The Balance Beam
The teen years. Mine were full of ups and downs and all arounds.
One of my anchors was gymnastics. I loved every minute. I progressed at a steady pace, always learning by watching more advanced gymnasts. I spent four days a week at the gym and looked forward to the competitions. I felt alive.
I will never forget the day when I mastered the front and back walkover on the balance beam. It was a moment I felt rewarded for the focus, practice and careful study of the skill. Although the uneven bars were my favorite element, the balance beam was a close second.
The balance beam intrigued me and challenged me in a distinct way. I had to be acutely aware of the movement and rhythm in relation to one another. It took confidence and trust in myself to try new skills. My core had to be strong. I had to be rested and ready. And I had to practice. A lot.

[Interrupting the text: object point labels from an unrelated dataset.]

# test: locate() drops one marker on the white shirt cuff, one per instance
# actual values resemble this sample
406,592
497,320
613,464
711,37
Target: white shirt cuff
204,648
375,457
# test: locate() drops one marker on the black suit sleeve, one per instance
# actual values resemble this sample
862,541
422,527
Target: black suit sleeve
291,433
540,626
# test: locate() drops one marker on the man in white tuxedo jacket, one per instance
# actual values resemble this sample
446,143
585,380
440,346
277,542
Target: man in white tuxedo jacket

My gymnast days came to the forefront of my mind recently. As we entered into the Fall season, I woke up each day feeling worn out. My emotions were up and down and all around. I was plagued by fear and lacked confidence in my normal abilities. There had been numerous changes in my life, good changes, but still change. I decided to do a balance check.
Am I worn out? (Worn out is past being tired)

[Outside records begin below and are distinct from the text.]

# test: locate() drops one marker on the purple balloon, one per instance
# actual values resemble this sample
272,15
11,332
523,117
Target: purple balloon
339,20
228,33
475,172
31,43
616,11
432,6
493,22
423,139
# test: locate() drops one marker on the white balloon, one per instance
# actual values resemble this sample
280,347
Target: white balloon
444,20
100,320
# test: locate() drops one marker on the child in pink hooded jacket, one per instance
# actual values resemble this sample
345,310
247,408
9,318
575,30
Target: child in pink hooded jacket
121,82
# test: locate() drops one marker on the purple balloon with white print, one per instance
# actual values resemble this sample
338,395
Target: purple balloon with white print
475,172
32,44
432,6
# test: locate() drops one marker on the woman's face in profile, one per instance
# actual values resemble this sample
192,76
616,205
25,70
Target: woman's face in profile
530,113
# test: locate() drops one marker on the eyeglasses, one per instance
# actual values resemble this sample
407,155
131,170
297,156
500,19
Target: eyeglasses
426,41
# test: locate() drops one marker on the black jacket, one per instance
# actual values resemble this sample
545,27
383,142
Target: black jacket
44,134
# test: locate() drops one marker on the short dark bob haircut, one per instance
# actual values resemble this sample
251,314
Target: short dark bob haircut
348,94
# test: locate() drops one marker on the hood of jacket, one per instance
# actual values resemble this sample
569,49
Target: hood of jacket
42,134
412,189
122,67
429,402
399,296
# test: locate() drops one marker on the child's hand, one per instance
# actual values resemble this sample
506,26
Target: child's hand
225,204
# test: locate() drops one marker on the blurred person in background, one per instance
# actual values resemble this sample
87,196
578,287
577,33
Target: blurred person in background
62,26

Am I burned out? If so, what are my expectations of others and of myself? Are they realistic?
Do I need to let something go?
Can I sit still and listen to me? To God?
How can I get real rest?
How can I be kind and gentle to myself?
As I processed through the balance check, the truth made itself known.

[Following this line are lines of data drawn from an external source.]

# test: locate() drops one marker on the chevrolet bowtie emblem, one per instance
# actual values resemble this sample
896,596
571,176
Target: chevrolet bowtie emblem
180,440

I needed soul rest. I needed to list out my projects, timelines and ask for help to get things done. I created a new vision of the future and allowed space. Space to be, space to rest, space to connect spontaneously. Time for fun and time for a day away. I reconnected with myself and opened up to family. I regained my balance, moved forward and became acutely aware of how the focus, movements and rhythms of my life affected one another.
Just like those skills on the balance beam..
And although I did not become a famous Olympic gymnast, my gymnast days planted life lessons in my soul. Lessons that help me feel alive.
And I am forever thankful.
I pray that out of his glorious riches he may strengthen you with power through his Spirit in your inner being.